Podczas widzenia przemówiła też sama Matka Boża. Córko moja, spójrz, Serce moje otoczone cierniami, którymi niewdzięczni ludzie przez bluźnierstwa i niewierności stale ranią. Przynajmniej ty staraj się nieść mi radość – mówiła Maryja. Najświętsza Panna dała również specjalną obietnicę, którą siostra Łucja miała przekazać światu. Oznajmij w moim imieniu, że przybędę w godzinie śmierci z łaskami potrzebnymi do zbawienia do tych wszystkich, którzy przez pięć miesięcy w pierwsze soboty odprawią spowiedź, przyjmą Komunię świętą, odmówią jeden Różaniec i przez piętnaście minut rozmyślania nad piętnastu tajemnicami różańcowymi towarzyszyć mi będą w intencji zadośćuczynienia – wskazała.

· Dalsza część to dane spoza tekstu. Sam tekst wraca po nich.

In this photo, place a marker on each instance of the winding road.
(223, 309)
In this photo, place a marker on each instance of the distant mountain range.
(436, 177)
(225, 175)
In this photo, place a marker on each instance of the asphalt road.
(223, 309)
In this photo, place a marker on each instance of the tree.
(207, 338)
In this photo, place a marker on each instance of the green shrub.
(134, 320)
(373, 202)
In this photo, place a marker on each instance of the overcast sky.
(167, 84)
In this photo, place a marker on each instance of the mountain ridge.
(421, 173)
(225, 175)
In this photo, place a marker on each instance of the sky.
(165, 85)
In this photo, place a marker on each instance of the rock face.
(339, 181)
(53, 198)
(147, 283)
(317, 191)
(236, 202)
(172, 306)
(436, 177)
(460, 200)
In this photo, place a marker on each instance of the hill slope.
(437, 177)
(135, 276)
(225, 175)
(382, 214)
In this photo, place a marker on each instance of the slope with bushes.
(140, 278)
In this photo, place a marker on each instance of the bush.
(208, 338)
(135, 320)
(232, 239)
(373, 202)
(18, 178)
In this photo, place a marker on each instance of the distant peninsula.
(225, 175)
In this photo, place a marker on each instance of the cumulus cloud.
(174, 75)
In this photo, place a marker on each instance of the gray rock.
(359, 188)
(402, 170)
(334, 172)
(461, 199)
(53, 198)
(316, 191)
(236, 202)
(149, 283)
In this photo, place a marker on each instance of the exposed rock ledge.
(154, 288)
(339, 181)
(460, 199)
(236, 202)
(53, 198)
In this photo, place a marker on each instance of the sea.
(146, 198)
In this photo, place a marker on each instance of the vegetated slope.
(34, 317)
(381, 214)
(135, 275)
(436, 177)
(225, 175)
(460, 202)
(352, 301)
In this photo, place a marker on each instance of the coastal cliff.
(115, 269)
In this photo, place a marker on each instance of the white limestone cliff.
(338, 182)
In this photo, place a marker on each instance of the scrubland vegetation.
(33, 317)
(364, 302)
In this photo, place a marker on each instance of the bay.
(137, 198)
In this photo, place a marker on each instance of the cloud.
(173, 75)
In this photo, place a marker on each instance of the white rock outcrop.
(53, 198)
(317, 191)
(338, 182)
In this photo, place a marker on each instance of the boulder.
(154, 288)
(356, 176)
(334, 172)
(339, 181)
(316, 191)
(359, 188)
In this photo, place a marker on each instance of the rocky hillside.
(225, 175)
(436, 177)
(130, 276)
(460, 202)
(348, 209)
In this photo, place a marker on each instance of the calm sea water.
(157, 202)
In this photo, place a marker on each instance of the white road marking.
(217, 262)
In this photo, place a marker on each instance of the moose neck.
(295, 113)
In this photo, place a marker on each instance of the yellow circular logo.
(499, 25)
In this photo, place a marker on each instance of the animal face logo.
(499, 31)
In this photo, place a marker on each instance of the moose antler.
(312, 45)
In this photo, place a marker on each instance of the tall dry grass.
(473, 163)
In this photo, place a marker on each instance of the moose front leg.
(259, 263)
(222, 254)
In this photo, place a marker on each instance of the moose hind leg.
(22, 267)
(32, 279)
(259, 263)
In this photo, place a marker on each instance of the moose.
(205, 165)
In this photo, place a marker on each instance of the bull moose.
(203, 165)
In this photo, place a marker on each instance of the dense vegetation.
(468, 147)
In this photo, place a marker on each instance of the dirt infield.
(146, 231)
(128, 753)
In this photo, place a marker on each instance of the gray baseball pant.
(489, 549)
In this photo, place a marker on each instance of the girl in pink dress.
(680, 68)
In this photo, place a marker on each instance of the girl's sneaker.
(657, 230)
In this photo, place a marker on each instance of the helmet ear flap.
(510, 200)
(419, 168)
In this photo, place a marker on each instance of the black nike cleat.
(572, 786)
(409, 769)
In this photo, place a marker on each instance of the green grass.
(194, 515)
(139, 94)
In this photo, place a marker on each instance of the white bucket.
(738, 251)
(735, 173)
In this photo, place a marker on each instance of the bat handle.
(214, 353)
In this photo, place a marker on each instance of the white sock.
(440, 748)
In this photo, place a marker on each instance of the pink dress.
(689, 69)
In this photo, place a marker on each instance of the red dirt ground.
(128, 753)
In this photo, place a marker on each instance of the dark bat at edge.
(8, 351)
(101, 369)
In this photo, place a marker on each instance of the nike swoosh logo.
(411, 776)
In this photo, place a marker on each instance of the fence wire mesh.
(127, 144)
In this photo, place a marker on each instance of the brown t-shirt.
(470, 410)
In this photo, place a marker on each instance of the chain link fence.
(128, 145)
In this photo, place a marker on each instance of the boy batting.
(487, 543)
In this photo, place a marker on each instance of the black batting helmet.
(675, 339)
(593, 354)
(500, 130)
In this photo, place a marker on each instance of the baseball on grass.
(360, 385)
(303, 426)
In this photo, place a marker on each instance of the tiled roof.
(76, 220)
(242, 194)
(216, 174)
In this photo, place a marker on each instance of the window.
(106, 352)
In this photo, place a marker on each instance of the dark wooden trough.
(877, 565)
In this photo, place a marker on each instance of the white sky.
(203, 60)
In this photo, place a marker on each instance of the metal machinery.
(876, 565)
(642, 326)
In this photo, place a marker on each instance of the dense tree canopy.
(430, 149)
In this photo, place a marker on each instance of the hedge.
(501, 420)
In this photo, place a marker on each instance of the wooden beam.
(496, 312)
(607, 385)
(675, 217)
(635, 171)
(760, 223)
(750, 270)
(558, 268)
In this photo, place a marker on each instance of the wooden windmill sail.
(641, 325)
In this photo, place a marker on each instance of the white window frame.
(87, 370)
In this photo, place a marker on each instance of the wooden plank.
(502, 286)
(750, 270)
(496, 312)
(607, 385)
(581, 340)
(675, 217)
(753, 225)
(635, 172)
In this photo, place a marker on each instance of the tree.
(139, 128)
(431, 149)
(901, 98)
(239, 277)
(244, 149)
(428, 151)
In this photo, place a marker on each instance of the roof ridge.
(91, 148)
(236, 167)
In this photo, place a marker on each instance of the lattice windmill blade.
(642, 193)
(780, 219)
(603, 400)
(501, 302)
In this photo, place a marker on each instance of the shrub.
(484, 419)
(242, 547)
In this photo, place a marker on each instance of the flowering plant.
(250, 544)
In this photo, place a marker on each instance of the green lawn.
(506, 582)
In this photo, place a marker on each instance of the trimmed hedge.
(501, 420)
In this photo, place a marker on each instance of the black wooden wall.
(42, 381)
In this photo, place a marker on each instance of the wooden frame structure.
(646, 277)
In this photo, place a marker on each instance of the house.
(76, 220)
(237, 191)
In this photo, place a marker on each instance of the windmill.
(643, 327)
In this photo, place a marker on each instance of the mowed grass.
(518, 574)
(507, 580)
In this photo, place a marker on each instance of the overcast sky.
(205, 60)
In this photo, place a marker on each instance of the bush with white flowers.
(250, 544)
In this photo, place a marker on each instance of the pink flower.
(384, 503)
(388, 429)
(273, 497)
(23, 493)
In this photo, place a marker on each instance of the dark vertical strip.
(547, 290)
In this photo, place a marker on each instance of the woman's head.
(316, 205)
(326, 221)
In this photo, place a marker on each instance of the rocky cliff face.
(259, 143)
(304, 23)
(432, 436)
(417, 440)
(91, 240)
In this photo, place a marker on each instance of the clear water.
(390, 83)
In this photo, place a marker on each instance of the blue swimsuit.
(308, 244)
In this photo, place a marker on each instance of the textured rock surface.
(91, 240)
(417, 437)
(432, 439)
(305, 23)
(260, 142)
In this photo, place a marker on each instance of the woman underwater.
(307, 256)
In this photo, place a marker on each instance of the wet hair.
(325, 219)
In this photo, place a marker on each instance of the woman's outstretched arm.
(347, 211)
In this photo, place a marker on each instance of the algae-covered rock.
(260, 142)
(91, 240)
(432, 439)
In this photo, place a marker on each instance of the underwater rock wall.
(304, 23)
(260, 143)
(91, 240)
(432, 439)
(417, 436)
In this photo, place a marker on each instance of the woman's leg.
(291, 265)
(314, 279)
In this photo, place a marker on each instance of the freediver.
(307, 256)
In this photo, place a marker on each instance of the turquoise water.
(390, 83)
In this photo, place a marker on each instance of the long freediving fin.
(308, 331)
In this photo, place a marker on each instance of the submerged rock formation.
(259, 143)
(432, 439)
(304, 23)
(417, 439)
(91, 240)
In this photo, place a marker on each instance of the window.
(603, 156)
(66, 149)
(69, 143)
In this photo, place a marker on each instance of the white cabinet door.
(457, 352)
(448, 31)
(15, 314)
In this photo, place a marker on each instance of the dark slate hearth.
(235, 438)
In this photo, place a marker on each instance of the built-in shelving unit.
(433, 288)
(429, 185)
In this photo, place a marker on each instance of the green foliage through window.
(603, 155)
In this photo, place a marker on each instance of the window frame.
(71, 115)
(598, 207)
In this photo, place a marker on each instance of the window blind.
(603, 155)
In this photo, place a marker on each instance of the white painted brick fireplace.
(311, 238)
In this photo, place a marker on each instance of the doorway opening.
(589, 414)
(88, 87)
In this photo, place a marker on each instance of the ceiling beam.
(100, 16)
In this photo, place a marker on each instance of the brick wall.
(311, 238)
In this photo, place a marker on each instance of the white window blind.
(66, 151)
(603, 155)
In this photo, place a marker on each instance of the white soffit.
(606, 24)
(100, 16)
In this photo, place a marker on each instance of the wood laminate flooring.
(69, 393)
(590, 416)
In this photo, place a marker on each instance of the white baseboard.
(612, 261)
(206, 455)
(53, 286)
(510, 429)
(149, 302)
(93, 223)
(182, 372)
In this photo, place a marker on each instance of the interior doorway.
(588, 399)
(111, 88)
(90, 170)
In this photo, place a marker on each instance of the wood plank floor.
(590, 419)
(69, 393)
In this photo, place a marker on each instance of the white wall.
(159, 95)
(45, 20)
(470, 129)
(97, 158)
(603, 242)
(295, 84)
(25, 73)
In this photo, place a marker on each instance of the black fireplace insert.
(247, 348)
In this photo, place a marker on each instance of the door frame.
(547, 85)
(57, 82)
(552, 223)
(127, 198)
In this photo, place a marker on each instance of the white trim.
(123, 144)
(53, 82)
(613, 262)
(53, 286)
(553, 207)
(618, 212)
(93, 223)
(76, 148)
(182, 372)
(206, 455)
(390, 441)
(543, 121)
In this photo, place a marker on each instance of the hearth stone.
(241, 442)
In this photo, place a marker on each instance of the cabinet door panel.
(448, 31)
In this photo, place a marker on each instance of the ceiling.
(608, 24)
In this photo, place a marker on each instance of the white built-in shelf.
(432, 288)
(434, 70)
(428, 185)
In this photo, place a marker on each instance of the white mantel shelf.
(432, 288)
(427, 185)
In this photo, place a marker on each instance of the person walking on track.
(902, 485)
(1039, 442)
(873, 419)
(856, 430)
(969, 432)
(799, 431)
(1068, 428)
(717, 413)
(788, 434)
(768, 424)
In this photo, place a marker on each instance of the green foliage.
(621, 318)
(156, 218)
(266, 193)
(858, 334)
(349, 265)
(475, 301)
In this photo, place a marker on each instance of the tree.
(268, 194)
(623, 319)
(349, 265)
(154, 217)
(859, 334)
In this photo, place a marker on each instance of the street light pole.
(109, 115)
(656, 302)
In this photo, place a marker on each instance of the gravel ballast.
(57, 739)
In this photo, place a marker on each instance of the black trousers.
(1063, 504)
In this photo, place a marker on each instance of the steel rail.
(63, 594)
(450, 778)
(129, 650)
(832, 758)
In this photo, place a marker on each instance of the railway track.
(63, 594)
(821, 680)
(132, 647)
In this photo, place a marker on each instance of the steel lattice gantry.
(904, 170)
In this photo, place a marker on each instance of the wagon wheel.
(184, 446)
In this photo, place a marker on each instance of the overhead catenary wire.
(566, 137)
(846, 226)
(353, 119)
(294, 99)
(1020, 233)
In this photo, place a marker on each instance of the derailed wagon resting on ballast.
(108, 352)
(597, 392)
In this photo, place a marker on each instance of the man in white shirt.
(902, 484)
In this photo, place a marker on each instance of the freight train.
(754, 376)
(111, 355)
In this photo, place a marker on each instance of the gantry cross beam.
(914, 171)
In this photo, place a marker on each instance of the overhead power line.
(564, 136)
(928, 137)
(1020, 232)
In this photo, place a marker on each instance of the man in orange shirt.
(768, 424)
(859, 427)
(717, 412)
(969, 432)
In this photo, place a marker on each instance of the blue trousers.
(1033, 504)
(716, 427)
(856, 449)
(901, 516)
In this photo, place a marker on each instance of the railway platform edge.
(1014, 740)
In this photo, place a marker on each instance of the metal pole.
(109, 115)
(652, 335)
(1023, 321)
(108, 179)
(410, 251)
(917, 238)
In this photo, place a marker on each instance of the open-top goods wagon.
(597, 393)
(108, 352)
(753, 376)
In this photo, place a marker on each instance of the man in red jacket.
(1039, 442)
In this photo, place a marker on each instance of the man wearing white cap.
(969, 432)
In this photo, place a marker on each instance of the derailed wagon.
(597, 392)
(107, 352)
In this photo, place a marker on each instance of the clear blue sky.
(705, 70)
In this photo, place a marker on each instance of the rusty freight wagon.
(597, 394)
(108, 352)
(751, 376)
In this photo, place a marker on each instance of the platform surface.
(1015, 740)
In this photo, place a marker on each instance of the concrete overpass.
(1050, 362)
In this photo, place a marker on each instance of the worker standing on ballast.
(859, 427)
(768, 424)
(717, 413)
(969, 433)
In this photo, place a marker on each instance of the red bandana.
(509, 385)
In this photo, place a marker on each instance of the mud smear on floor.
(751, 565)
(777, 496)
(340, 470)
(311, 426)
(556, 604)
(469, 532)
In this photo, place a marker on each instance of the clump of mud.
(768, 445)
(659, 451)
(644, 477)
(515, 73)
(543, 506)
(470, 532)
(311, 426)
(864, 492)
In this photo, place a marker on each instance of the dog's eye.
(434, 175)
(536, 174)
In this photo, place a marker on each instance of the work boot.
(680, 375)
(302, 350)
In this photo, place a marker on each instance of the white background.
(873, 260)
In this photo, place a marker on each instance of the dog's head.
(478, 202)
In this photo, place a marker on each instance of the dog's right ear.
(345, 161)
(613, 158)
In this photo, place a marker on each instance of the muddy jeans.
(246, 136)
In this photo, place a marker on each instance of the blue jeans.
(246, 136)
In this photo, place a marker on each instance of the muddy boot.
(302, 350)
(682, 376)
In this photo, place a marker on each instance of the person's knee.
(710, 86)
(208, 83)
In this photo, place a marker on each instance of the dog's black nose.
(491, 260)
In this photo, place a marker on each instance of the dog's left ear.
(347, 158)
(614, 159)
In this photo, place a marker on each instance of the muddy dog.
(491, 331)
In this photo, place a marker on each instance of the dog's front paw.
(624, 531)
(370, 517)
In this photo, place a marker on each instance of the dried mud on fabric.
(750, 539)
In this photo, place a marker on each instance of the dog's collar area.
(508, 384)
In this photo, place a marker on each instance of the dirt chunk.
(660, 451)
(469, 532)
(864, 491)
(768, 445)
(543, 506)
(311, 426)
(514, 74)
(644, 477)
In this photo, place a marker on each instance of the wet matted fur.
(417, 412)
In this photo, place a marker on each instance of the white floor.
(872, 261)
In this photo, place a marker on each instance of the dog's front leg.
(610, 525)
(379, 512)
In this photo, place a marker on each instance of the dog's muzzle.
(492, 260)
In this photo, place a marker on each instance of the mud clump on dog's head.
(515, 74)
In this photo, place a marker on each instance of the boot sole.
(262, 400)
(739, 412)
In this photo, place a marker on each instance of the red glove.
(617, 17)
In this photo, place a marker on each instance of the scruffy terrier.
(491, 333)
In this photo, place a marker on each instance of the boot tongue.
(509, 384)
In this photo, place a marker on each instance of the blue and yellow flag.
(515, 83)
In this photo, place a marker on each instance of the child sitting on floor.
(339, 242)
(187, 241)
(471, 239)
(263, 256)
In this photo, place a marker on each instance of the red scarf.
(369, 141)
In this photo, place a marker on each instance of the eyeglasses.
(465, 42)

Dlaczego pięć pierwszych sobót?

Dlaczego Matka Boża prosiła o pięć sobót? Chodzi o wynagrodzenie za bluźnierstwa przeciwko Maryi. Odpowiedź tę siostra Łucja miała uzyskać w maju 1930 roku podczas modlitwy: Córko moja – powiedział Jezus – chodzi o pięć rodzajów zniewag, którymi obraża się Niepokalane Serce Maryi:

  1. Obelgi przeciw Niepokalanemu Poczęciu,
  2. Przeciw Jej Dziewictwu,
  3. Przeciw Jej Bożemu Macierzyństwu,
  4. Obelgi, przez które usiłuje się wpoić w serca dzieci obojętność, wzgardę, a nawet nienawiść wobec nieskalanej Matki,
  5. Bluźnierstwa, które znieważają Maryję w Jej świętych wizerunkach.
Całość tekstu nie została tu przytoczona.